Your credit report
Your credit report is a summary of your credit history.
Your credit report is created when you borrow money or apply for credit for the first time. Lenders send information about your accounts to the credit bureaus, also known as credit reporting agencies.
Your credit score
Your credit score is a three-digit number that comes from the information in your credit report. It shows how well you manage credit and how risky it would be for a lender to lend you money.
Your credit score is calculated using a formula that evaluates the information in your credit report.
Note that you:
- get points if you use your credit responsibly
- lose points if you have trouble managing your credit
Your credit score will change over time as your credit report is updated.

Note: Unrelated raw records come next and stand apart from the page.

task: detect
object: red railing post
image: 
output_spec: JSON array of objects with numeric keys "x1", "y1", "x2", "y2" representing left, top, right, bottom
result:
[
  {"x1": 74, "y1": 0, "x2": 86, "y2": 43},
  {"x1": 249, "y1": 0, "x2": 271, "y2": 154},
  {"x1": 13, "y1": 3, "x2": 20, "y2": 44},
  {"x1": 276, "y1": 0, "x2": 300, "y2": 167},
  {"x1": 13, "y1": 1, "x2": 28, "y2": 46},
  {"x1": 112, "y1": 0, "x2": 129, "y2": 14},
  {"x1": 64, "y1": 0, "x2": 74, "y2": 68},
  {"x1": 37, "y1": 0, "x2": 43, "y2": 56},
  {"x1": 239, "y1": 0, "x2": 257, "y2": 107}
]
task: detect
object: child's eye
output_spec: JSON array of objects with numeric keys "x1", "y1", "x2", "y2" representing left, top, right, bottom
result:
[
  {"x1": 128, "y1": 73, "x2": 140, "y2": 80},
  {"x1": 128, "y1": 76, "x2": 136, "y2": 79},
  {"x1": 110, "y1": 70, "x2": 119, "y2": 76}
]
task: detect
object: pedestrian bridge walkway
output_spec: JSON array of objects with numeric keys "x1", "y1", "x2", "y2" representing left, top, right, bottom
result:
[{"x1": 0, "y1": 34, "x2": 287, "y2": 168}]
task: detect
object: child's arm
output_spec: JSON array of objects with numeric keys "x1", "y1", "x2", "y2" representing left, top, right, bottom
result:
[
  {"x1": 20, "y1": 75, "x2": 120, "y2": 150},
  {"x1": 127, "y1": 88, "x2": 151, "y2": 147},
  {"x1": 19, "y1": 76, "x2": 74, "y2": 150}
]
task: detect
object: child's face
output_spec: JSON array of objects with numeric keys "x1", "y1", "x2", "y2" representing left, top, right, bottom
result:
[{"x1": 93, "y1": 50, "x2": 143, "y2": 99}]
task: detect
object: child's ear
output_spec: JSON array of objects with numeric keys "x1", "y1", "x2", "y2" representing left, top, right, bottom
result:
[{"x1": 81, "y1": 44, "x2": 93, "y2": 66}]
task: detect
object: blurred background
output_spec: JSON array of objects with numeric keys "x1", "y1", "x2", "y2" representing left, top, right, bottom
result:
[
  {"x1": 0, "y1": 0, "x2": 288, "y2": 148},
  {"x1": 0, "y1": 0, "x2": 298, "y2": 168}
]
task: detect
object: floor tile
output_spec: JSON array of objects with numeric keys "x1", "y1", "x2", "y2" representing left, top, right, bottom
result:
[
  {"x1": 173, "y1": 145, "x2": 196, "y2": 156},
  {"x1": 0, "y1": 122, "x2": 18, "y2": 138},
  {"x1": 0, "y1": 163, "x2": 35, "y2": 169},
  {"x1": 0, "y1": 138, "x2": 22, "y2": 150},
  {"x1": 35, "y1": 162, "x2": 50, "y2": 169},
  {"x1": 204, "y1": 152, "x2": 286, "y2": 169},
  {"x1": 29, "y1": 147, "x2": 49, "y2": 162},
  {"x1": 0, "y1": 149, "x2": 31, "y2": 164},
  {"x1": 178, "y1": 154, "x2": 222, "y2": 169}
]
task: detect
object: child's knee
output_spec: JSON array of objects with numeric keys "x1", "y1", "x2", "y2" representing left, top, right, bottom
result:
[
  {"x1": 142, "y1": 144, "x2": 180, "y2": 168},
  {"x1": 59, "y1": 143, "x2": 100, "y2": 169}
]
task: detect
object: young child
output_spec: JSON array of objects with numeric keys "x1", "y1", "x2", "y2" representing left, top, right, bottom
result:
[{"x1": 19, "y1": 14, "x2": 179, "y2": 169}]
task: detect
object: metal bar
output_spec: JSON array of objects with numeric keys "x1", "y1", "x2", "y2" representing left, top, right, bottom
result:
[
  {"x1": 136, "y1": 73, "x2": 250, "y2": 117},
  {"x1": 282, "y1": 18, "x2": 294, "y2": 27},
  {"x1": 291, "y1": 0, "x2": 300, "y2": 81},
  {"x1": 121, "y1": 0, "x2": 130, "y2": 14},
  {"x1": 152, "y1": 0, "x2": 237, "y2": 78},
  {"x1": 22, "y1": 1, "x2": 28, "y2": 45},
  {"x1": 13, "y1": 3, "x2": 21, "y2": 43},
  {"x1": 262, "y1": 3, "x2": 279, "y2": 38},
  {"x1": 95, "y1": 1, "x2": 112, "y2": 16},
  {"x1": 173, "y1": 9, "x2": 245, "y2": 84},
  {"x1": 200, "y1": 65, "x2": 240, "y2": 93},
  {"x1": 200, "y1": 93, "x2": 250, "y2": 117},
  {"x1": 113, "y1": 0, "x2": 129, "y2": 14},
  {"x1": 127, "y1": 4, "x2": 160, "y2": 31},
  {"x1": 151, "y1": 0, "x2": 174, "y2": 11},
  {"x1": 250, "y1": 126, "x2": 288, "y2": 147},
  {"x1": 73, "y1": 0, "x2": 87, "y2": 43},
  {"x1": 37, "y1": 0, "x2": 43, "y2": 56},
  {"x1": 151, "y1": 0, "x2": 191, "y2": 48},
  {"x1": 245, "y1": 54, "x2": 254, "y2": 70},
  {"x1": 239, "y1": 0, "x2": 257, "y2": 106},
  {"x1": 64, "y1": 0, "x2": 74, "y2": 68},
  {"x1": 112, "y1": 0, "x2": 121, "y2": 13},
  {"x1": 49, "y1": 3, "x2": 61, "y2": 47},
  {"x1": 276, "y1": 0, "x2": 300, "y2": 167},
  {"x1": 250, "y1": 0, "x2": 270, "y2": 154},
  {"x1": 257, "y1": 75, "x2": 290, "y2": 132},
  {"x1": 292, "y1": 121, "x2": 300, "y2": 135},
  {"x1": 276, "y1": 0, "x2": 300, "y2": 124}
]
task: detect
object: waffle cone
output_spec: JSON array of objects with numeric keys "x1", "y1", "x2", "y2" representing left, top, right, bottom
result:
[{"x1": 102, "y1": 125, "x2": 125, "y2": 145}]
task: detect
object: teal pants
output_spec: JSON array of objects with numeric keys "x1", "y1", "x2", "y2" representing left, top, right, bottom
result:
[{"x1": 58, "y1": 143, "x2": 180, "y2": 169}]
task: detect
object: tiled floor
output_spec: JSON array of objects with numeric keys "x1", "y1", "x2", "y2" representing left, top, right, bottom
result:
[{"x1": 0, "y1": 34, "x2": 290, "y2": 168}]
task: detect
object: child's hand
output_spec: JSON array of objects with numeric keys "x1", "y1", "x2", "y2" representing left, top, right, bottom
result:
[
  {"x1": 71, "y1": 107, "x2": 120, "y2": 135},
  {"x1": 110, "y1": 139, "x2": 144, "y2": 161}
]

How Credit Scores Are Calculated
It’s impossible to know exactly how much your credit score will change based on the actions you take. Credit bureaus and lenders don’t share the actual formulas they use to calculate credit scores.
Factors that may affect your credit score include:
- how long you’ve had credit
- how long each credit has been in your report
- if you carry a balance on your credit cards
- if you regularly miss payments
- the amount of your outstanding debts
- being close to, at or above your credit limit
- the number of recent credit applications
- the type of credit you’re using
- if your debts have been sent to a collection agency
- any record of insolvency or bankruptcy
Lenders set their own guidelines on the minimum credit score you need for them to lend you money.
If you have a good credit score, you may be able to negotiate lower interest rates. However, when you order your credit score, it may be different from the score produced for a lender. This is because a lender may give more weight to certain information when calculating your credit score.